Os riscos de não investir em adaptação, por outro lado, são muitos. Até 2050, as mudanças climáticas poderiam reduzir o crescimento dos rendimentos agrícolas em até 30%. O número de pessoas sem acesso a água cresceria de 3,5 bilhões para até 5 bilhões. E, para as cidades, os danos decorrentes das mudanças climáticas poderiam atingir a cifra de 1 trilhão de dólares por ano. Além disso, mais de 100 milhões de pessoas poderiam cair para baixo da linha da pobreza.

Várias cidades no mundo começaram a dar os primeiros passos para endereçar os riscos que enfrentam em decorrência das mudanças climáticas. Nova Iorque, nos EUA, renovou algumas normas de zoneamento e de construção antevendo um cenário com maior volatilidade climática e de aumento do nível do mar.

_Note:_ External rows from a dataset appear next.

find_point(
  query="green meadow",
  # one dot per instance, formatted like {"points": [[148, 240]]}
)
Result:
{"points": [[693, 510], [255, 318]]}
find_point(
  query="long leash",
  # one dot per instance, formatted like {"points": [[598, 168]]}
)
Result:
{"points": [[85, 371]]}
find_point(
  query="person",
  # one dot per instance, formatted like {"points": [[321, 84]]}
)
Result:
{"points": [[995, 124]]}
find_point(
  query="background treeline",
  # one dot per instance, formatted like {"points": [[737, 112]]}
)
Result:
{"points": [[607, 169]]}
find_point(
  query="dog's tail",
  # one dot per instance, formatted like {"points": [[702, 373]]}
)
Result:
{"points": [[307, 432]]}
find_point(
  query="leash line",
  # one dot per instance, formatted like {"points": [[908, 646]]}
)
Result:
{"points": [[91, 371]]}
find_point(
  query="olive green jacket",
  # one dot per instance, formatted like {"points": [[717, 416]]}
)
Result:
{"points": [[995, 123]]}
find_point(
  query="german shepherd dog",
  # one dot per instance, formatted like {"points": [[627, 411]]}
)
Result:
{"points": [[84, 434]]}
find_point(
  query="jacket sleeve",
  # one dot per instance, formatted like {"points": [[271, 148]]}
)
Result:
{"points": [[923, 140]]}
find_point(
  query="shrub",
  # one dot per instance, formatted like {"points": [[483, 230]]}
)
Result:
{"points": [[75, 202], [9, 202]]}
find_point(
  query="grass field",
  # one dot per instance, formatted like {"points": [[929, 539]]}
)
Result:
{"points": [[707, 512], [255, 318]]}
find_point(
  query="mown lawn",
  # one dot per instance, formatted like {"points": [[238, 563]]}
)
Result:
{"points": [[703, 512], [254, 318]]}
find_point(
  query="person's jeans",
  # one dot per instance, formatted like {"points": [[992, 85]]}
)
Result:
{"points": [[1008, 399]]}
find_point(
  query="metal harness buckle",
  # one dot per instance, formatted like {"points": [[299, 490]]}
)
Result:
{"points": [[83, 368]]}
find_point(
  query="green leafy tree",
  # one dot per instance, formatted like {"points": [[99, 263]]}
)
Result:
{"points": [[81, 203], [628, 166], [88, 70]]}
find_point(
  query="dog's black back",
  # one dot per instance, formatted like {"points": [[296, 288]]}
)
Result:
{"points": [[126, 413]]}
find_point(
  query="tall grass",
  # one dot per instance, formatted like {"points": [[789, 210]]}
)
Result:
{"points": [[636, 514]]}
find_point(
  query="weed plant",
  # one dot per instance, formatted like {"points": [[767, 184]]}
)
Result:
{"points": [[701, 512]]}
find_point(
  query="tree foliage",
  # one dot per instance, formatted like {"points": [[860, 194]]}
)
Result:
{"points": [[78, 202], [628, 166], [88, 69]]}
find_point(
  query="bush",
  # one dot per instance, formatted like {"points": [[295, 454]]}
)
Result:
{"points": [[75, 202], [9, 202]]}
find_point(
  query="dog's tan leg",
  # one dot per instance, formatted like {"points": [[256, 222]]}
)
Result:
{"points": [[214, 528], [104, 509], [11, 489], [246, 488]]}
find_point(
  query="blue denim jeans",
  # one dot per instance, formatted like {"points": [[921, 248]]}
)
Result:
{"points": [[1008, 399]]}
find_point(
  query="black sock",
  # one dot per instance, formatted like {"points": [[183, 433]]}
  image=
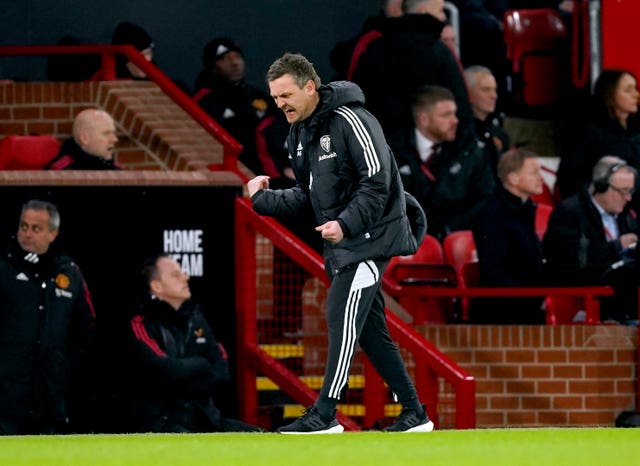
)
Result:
{"points": [[413, 404], [326, 407]]}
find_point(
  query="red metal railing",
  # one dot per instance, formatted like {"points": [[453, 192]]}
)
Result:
{"points": [[429, 362], [108, 53]]}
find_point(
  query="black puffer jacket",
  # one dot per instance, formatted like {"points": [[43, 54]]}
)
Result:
{"points": [[46, 333], [346, 172]]}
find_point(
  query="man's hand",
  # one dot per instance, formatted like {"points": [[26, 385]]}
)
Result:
{"points": [[331, 231], [256, 184]]}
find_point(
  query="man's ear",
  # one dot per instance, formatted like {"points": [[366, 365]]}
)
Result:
{"points": [[513, 178], [155, 287]]}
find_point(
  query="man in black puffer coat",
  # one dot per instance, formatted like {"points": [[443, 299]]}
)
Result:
{"points": [[46, 329]]}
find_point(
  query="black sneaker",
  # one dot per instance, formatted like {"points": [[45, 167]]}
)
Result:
{"points": [[311, 423], [410, 421]]}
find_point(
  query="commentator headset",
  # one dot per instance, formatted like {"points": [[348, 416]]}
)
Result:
{"points": [[602, 184]]}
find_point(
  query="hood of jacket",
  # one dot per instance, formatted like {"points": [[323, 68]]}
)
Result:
{"points": [[403, 30]]}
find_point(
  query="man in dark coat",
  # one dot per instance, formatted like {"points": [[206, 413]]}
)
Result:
{"points": [[223, 92], [46, 330], [409, 55], [177, 360], [591, 238], [91, 146], [509, 250]]}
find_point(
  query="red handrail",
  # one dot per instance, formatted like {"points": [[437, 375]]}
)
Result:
{"points": [[108, 53]]}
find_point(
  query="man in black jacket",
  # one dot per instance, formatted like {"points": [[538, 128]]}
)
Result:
{"points": [[345, 172], [46, 329], [91, 146], [409, 55], [178, 362]]}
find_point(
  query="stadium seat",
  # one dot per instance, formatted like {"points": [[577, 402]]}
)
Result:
{"points": [[537, 52], [27, 152], [460, 252], [543, 212], [424, 268]]}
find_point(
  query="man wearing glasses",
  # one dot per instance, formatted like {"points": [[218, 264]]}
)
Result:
{"points": [[591, 238]]}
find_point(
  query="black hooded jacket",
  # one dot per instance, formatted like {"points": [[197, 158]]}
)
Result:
{"points": [[46, 333], [346, 172], [409, 55], [72, 157]]}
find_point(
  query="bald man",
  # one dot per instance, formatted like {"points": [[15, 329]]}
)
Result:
{"points": [[92, 145]]}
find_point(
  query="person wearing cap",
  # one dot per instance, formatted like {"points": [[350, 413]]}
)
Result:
{"points": [[91, 146], [239, 107], [127, 33]]}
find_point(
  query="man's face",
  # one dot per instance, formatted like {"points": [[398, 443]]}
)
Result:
{"points": [[626, 95], [483, 95], [171, 284], [528, 180], [621, 187], [434, 8], [99, 138], [134, 70], [440, 122], [296, 103], [34, 234], [230, 66]]}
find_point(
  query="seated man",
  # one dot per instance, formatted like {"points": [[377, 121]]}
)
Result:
{"points": [[450, 178], [591, 238], [509, 250], [238, 106], [483, 94], [178, 363], [91, 146], [46, 331]]}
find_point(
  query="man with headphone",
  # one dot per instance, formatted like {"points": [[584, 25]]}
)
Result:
{"points": [[591, 238]]}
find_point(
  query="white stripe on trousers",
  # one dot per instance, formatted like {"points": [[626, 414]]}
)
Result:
{"points": [[366, 275]]}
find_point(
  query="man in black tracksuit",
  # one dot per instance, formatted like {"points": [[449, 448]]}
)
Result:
{"points": [[176, 359], [346, 173], [46, 329]]}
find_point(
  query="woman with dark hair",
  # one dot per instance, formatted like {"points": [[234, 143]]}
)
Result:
{"points": [[613, 128]]}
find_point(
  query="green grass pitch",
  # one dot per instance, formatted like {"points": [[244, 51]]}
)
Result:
{"points": [[580, 446]]}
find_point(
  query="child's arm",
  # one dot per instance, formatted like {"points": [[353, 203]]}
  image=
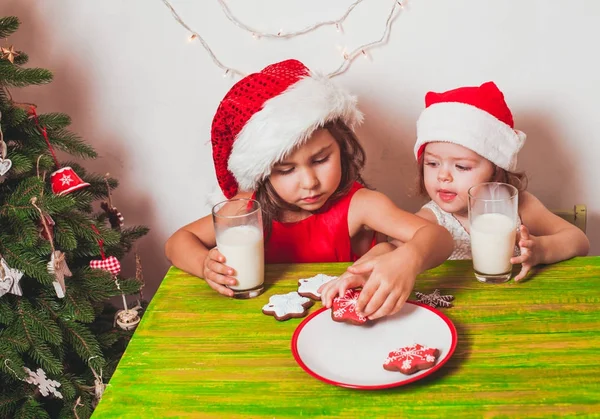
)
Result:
{"points": [[191, 248], [545, 237], [350, 280], [393, 274]]}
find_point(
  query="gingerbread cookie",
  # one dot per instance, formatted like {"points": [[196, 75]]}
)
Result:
{"points": [[343, 308], [287, 306], [309, 287], [435, 299], [411, 359]]}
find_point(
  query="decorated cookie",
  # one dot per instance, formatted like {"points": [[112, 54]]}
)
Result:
{"points": [[343, 308], [287, 306], [411, 359], [309, 287], [435, 299]]}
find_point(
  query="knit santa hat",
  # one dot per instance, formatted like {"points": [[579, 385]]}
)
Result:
{"points": [[266, 115], [475, 117]]}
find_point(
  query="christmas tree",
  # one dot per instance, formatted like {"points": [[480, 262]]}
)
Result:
{"points": [[59, 260]]}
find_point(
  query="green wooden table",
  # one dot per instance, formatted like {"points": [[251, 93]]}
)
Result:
{"points": [[524, 350]]}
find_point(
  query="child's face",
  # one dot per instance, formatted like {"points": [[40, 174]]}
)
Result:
{"points": [[449, 170], [310, 174]]}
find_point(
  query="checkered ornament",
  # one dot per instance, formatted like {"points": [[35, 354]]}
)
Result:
{"points": [[110, 264]]}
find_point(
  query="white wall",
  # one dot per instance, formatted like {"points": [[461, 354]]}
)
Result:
{"points": [[144, 96]]}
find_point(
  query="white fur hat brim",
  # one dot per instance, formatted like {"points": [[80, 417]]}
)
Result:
{"points": [[285, 122], [470, 127]]}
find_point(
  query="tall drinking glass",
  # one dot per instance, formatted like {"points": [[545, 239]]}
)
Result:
{"points": [[239, 234], [493, 217]]}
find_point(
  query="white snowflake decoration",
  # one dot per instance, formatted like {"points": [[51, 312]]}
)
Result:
{"points": [[312, 285], [45, 385], [9, 279], [290, 303]]}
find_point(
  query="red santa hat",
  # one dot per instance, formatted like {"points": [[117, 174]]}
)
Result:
{"points": [[266, 115], [475, 117]]}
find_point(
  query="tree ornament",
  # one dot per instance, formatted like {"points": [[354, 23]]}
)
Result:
{"points": [[139, 273], [435, 299], [58, 267], [64, 180], [47, 232], [9, 54], [110, 264], [9, 279], [127, 319]]}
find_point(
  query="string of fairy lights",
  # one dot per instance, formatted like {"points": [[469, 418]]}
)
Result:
{"points": [[347, 57]]}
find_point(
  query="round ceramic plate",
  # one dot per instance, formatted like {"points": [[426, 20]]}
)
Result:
{"points": [[352, 356]]}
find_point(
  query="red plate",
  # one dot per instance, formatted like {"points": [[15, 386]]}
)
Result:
{"points": [[352, 356]]}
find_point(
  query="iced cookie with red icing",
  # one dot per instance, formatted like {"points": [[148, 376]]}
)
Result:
{"points": [[343, 309], [287, 306], [411, 359], [309, 287]]}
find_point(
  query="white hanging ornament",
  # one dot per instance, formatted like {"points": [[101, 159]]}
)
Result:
{"points": [[5, 164], [58, 267], [9, 279], [45, 385], [128, 319]]}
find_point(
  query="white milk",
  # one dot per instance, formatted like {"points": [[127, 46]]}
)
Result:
{"points": [[492, 243], [243, 248]]}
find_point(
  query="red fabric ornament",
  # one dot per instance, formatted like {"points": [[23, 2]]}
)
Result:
{"points": [[115, 218], [475, 117], [50, 224], [65, 181]]}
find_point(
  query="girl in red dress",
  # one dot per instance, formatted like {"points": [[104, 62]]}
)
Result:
{"points": [[284, 136]]}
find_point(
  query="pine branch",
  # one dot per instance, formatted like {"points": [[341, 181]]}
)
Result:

Começou também um projeto de proteção de Lower Manhattan contra tempestades. A cidade de Miami também deliberou a destinação de 400 milhões de dólares para a implementação de medidas de resiliência climática no seu território. Norfolk, na Virgínia, tem assumido uma posição de “laboratório” das medidas de adaptação, tendo em vista a sua ampla vulnerabilidade.

No Brasil, o investimento em adaptação das mudanças climáticas ainda é bastante tímido, segundo Peter H. May e Valéria da Vinha, mesmo quando comparado a outros países da América Latina. No entanto, como apontam eles, há ecossistemas vulnerabilíssimos às mudanças climáticas para os quais há unanimidade entre os estudiosos sobre a necessidade de proteção, como a Amazônia e o semiárido, muito afetados pelo crescimento econômico.

Referências

GLOBAL COMISSION ON ADAPTATION. Adapt now: A Global Call for Leadership on Climate Resilience. Global Comission on Adaptation, 13 de setembro de 2019. Disponível em: GlobalCommission_Report_FINAL.pdf (gca.org). Acesso em: 20/09/2022.

KUSNETZ, Nicholas. Benefits of Investing in Climate Adaptation Far Outweigh Costs, Comission Says: Report calls for massive boost in investment to avoit ‘climate apartheid’, in which wealthy people can pay to protect themselves, but the rest of the world suffers. Inside Climate News, 10 de setembro de 2019. Disponível em: Benefits of Investing in Climate Adaptation Far Outweigh Costs, Commission Says — Inside Climate News. Acesso em: 20/09/2022

MAY, Peter H. VINHA, Valéria da. Adaptação às mudanças climáticas no Brasil: o papel do investimento privado. Estudos avançados n. 26 (74). Disponível em: https://doi.org/10.1590/S0103-40142012000100016. Acesso em: 20/09/2022.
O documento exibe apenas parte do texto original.